Он тяжело переживал свою глухоту, усиливавшуюся с годами, и очень не любил, когда напоминали ему об этом. По этой причине его, сильного, энергичного, знаменитого на всю тундру охотника, отличного стрелка, сейчас не брали на войну, и он чувствовал себя крайне обиженным.
- На войне, говорят, уши и глаза - прежде всего. Глаза-то у меня есть, но вот… слух! Тьфу! - злился он, уже сидя в чуме. - Опять я хуже всех!
- Это же, Микул, хорошо! Хорошо, сынок! - шамкала ему на ухо бабушка. - Голова на плечах будет.
Отец посмотрел на неё так, что она застыла с открытым ртом. Потом он ещё долго смотрел молча на бабушку, на лице у него бугрились желваки, дергались щеки.
- Глупо, мама! Стыдно мне за тебя! - сказал он зло, посмотрел немигающими глазами на макодан и добавил, обернувшись к бабушке: - Беда-то - общая, всех!
В чуме висела напряженная тишина. Бабушка сидела, склонив виновато голову.
- Ать-тва - левой!.. Раз-два-три!.. - отчетливо донеслось вдруг с улицы.
Я прислушался. Кто-то на улице без конца твердил "раз-два-три!" Иногда он говорил: "Ать-тва - левой!" В такт его странному счету сухая каменистая земля отдавала звоном.
Меня точно ветром сдуло с места - и вот уже на улице я увидел большую толпу людей. Они шли рядами по четыре человека, каждый нес длинную палку с острым верхом.
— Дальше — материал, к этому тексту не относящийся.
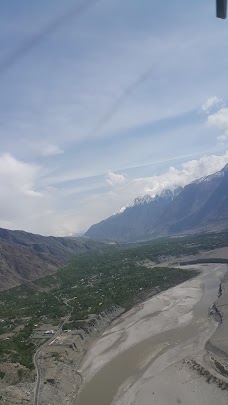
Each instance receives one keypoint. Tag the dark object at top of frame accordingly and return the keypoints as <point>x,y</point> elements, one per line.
<point>221,8</point>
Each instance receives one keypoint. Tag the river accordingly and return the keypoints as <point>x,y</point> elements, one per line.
<point>128,363</point>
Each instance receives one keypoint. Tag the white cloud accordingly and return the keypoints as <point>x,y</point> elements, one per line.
<point>115,179</point>
<point>50,210</point>
<point>219,120</point>
<point>47,149</point>
<point>19,196</point>
<point>189,171</point>
<point>210,103</point>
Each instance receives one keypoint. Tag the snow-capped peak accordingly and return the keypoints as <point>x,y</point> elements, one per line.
<point>146,199</point>
<point>213,176</point>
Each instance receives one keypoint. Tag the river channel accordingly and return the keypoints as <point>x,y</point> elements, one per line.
<point>161,332</point>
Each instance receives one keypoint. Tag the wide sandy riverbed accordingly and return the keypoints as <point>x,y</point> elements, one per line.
<point>139,360</point>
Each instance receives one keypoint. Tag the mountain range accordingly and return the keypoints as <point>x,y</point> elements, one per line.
<point>201,206</point>
<point>25,257</point>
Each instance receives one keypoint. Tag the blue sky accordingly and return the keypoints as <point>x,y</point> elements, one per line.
<point>122,99</point>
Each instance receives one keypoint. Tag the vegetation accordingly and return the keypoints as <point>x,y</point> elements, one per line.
<point>89,284</point>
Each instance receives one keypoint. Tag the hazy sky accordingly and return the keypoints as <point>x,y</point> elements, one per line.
<point>104,103</point>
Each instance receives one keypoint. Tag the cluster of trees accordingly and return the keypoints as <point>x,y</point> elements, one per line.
<point>91,283</point>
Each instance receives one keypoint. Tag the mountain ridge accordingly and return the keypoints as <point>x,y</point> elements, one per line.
<point>199,206</point>
<point>25,257</point>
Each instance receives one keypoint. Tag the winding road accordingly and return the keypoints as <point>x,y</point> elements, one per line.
<point>37,356</point>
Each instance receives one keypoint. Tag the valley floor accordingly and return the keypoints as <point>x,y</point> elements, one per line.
<point>156,353</point>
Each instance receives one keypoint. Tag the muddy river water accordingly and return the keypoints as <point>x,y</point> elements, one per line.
<point>138,360</point>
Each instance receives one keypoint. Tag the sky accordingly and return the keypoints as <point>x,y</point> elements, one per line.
<point>105,100</point>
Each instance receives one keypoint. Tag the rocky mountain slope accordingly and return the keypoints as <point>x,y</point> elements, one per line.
<point>200,206</point>
<point>25,257</point>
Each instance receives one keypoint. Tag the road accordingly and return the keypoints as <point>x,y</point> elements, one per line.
<point>139,359</point>
<point>36,360</point>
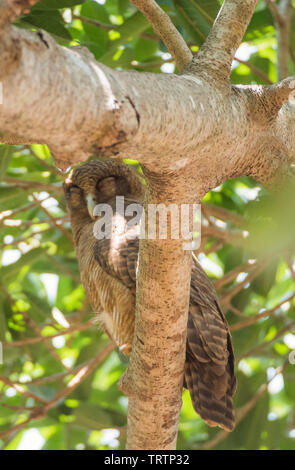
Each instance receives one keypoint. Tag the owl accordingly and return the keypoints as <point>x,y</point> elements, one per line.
<point>108,268</point>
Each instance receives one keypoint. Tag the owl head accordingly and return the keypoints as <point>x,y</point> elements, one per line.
<point>99,181</point>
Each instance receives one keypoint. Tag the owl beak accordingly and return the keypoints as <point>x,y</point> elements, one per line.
<point>91,205</point>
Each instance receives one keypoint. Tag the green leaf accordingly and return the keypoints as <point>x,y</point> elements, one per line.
<point>9,273</point>
<point>131,28</point>
<point>51,21</point>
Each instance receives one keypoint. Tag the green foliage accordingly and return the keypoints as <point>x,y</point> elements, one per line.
<point>41,295</point>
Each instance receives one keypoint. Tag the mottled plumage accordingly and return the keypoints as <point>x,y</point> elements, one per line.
<point>108,272</point>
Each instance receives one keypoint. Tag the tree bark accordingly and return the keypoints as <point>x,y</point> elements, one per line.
<point>190,132</point>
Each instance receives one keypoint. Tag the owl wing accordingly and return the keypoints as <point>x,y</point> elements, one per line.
<point>209,367</point>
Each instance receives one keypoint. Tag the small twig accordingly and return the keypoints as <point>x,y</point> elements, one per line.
<point>166,30</point>
<point>83,372</point>
<point>268,313</point>
<point>28,341</point>
<point>21,390</point>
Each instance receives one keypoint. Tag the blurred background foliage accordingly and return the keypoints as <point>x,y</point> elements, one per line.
<point>58,380</point>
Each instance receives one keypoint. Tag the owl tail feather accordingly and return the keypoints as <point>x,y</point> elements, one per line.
<point>211,388</point>
<point>213,410</point>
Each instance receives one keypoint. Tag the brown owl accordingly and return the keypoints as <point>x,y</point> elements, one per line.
<point>108,266</point>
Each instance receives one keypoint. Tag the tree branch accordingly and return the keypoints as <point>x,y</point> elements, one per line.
<point>215,56</point>
<point>282,14</point>
<point>166,31</point>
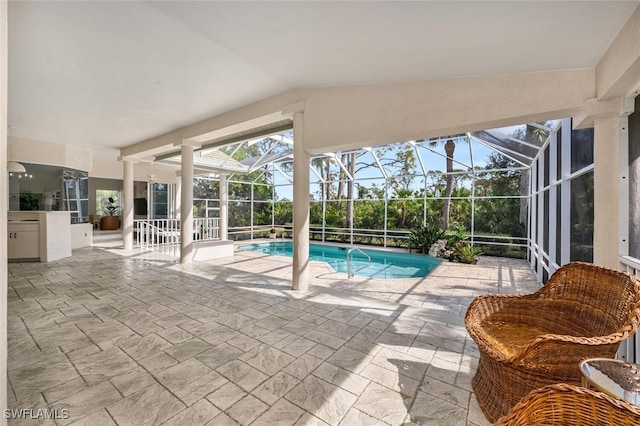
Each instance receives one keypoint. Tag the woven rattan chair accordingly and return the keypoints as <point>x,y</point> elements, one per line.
<point>530,341</point>
<point>563,404</point>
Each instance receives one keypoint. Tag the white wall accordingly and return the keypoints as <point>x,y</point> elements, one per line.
<point>51,154</point>
<point>3,208</point>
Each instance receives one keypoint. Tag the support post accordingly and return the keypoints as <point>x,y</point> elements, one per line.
<point>224,202</point>
<point>186,204</point>
<point>177,203</point>
<point>610,134</point>
<point>300,207</point>
<point>127,205</point>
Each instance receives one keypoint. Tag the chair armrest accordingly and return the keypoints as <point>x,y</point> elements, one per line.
<point>485,305</point>
<point>556,349</point>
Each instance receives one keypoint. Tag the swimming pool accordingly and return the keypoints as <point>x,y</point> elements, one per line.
<point>384,264</point>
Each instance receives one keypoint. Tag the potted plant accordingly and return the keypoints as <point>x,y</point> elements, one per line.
<point>111,222</point>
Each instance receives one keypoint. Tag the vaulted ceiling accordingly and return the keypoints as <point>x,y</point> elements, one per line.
<point>110,74</point>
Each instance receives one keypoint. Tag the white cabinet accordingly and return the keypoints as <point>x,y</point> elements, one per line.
<point>24,241</point>
<point>38,235</point>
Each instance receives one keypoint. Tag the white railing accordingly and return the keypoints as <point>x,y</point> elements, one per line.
<point>163,235</point>
<point>630,348</point>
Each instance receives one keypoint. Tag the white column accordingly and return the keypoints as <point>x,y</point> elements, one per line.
<point>300,207</point>
<point>186,205</point>
<point>3,204</point>
<point>609,135</point>
<point>127,205</point>
<point>224,203</point>
<point>177,202</point>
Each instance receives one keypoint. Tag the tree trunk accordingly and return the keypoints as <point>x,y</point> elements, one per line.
<point>449,148</point>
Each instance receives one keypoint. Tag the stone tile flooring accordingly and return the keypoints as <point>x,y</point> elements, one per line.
<point>127,338</point>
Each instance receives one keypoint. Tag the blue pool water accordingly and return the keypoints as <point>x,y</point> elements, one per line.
<point>384,264</point>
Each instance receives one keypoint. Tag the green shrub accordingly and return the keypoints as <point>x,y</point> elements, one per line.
<point>464,252</point>
<point>422,239</point>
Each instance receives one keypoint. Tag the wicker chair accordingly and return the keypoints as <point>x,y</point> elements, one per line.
<point>563,404</point>
<point>530,341</point>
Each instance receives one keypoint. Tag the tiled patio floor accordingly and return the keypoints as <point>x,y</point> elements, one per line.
<point>114,337</point>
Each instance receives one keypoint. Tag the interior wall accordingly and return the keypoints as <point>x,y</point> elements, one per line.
<point>634,181</point>
<point>50,154</point>
<point>3,207</point>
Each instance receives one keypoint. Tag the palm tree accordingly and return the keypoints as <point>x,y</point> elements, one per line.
<point>449,148</point>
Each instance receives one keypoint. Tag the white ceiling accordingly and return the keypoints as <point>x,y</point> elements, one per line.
<point>109,74</point>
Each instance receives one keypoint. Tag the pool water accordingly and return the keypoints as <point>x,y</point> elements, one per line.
<point>384,264</point>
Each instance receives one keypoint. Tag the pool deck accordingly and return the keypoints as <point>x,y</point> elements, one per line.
<point>122,337</point>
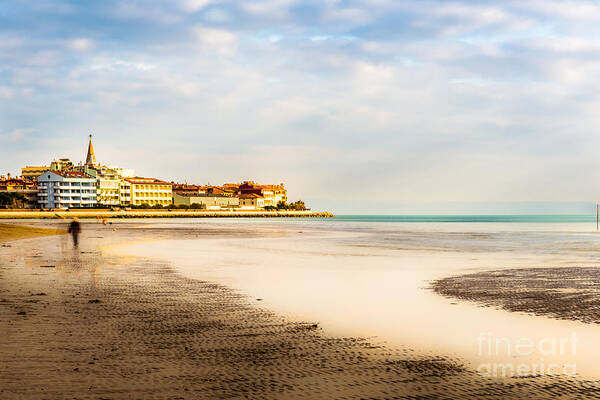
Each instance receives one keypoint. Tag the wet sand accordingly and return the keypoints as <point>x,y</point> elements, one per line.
<point>80,324</point>
<point>569,293</point>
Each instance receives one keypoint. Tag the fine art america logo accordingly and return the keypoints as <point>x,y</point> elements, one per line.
<point>555,348</point>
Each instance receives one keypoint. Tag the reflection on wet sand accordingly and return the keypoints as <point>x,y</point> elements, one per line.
<point>118,327</point>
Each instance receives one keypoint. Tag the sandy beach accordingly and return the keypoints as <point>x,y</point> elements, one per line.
<point>86,324</point>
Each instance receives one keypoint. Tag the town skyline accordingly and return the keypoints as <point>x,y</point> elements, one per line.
<point>452,102</point>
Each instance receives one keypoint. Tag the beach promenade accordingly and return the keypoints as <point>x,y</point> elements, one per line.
<point>100,213</point>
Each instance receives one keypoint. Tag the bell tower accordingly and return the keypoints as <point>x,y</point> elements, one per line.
<point>91,157</point>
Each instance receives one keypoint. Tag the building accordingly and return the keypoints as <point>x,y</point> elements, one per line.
<point>206,201</point>
<point>251,201</point>
<point>90,159</point>
<point>33,172</point>
<point>125,193</point>
<point>272,194</point>
<point>108,190</point>
<point>62,164</point>
<point>70,189</point>
<point>184,188</point>
<point>149,191</point>
<point>19,186</point>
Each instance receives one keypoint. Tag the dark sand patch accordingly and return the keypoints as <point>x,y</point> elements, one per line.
<point>107,328</point>
<point>564,293</point>
<point>14,232</point>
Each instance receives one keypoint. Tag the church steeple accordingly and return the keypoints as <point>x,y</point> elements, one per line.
<point>91,158</point>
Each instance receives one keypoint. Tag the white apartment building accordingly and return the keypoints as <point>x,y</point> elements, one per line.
<point>149,191</point>
<point>125,193</point>
<point>108,190</point>
<point>69,189</point>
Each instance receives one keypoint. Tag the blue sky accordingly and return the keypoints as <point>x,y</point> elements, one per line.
<point>355,105</point>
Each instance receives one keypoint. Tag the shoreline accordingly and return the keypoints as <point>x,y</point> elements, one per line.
<point>115,327</point>
<point>161,214</point>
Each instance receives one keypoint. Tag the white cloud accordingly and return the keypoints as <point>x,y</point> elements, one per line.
<point>220,41</point>
<point>192,6</point>
<point>17,135</point>
<point>80,44</point>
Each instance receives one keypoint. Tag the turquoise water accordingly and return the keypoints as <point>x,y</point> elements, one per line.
<point>469,218</point>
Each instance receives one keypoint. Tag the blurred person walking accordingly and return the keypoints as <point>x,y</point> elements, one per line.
<point>74,230</point>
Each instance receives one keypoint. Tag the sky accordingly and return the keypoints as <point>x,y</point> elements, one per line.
<point>382,106</point>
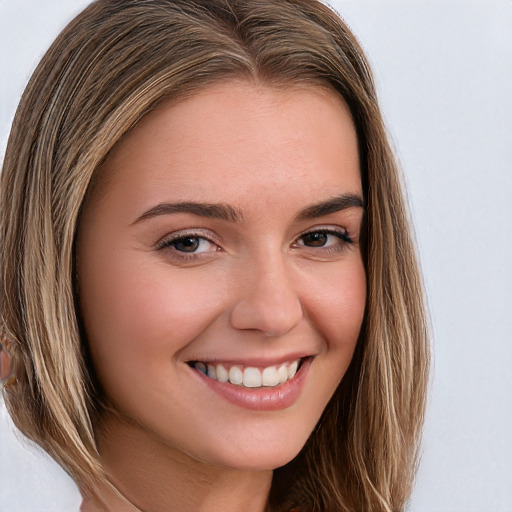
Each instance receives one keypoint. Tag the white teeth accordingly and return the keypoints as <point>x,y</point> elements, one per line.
<point>282,374</point>
<point>269,376</point>
<point>235,375</point>
<point>222,373</point>
<point>293,369</point>
<point>212,372</point>
<point>250,377</point>
<point>201,367</point>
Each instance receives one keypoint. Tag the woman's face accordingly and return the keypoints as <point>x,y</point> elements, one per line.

Все люди были без малиц, в одних рубашках, шагали кто в сапогах, кто в пимах, а кто и босиком. Вскоре я разглядел, что остроконечные палки у них в руках все одинаковы и напоминают винтовки.
Стоя возле чума, я долго смотрел на появившихся людей и ничего не мог понять: то ли они играют, то ли ещё что. Сухощавый рослый мужчина в черных блестящих сапогах, в зеленой рубашке с блестящим кожаным ремнем и в зеленых штанах только и знал, что покрикивал на них. Люди то вышагивали на месте, то, вытягиваясь, ходили длинной змейкой в ряд по четыре человека, то бегали, то ползали, как на охоте, то с разбега тыкали острием палки валуны, кочки и бабушкин свернутый нюк, ударяя тут же тупым концом палки сверху. Конечно, нападение на нюк не понравилось бабушке, и она тотчас же с трепалом в руке выросла возле сухощавого мужчины в зеленом одеянии и в блестящих сапогах. Вскоре двое мужчин притащили нюк бабушки к чуму, и люди продолжали свою странную игру.
- Вот, сын, смотри: воевать они учатся, - услышал я вдруг слова отца, подошедшего ко мне неслышно. - Скоро на войну поедут эти люди и в людей будут стрелять. Война!
- Стрелять в людей?! Убивать?!
Не знаю, слышал ли меня отец? Я смотрел ему в глаза: лицо его расплывалось, теряло очертания, небо темнело, в груди у меня сделалось тесно.